The 88-year-old publisher is due to deliver his company’s half-yearly statement at a management conference in Kent today.
In it he says that the local press has safely weathered the economic storm and that lost national advertising revenues are being replaced at local level.
“We are now totally convinced of the almost complete return of the local press to full viability and to its vital role in the many communities it serves,” he says.
Sir Ray, proprietor of Tindle Newspapers, said he had so far launched 19 new titles since the start of the recession with plans for another new weekly in the pipeline.
He said that revenues were ahead of those of 2013 and that the end of the year will show some “positive results.”
Said Sir Ray: “It has been our duty and obvious primary aim to bring the papers and the staff through these six years and, because we have a magnificent, hard working, and loyal staff, we believe we have safely reached the turning of the tide and the beginning of the recovery.

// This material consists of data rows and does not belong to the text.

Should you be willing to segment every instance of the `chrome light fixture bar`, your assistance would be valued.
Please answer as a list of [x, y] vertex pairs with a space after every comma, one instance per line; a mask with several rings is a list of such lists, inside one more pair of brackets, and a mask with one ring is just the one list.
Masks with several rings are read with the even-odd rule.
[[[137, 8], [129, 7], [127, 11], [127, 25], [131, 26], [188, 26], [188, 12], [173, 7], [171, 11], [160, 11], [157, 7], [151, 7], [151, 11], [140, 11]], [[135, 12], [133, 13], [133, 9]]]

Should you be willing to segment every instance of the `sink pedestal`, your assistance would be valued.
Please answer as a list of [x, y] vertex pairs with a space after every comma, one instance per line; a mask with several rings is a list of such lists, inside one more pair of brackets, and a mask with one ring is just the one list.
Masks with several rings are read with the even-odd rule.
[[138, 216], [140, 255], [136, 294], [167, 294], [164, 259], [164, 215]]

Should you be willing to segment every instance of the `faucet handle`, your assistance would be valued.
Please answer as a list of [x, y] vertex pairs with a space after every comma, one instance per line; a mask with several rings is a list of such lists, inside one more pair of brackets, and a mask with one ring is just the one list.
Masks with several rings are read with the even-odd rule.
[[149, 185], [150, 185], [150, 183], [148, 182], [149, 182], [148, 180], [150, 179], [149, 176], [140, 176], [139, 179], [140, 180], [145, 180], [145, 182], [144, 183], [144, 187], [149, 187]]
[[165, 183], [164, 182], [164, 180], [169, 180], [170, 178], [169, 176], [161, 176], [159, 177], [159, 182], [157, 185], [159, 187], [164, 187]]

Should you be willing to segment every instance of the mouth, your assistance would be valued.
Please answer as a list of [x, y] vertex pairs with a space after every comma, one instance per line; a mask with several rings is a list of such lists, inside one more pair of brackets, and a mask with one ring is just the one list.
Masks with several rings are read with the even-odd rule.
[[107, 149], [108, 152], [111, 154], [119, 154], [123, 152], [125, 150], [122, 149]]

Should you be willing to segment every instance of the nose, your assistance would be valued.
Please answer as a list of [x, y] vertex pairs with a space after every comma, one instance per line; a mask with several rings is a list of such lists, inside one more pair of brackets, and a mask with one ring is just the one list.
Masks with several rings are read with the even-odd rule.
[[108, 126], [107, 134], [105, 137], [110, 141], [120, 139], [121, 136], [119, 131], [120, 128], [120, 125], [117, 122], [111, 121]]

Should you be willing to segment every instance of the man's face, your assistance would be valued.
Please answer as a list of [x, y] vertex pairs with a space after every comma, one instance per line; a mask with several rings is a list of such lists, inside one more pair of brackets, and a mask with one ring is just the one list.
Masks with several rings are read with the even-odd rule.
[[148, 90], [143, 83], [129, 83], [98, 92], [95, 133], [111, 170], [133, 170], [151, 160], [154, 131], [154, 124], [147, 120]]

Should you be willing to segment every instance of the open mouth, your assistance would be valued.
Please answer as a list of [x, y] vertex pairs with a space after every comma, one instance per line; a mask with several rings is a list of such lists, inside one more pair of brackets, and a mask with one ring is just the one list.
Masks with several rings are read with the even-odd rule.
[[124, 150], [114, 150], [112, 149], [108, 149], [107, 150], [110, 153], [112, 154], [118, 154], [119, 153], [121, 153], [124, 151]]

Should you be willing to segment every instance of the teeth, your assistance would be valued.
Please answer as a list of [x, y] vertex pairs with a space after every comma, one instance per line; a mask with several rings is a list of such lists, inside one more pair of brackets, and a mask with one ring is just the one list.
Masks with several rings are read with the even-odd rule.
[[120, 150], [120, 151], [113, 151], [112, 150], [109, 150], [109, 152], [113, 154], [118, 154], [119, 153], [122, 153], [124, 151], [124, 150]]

“We are now totally convinced of the almost complete return of the local press to full viability and to its vital role in the many communities it serves.”
“We naturally lost some job advertisements as did everyone else during the worst of this recession. Those job ads are now beginning to return as are property advertisements.
“The Farnham Herald’s property section this last quarter achieved 80 pages one week in April and has published seven 72’s since. This is the best I’ve seen since I joined the local press after leaving the Army at the end of the Second World War.”
Looking to the future, he added: “What we see before us as the task for local community weekly newspapers is very much what most of the weeklies in the UK have been doing for between 100 and 200 years.
“Little that has happened has changed what our readers want – news of their own immediate locality, their own town, their own village, their own street. They want it in detail.
“Make no mistake about it, the local paper’s place in this country is well entrenched. Forecasts of the early demise of some of us were certainly mistaken. The public still want their “local” and most people will still want it in its present printed form though some may prefer to read it on Ipads or whatever.
“In my 65 active years in local papers I have seen the arrival of a great deal of marvellous new technology which has changed much of our lives. It has not, however, changed the need for the publishing and dissemination of local news in depth and detail.”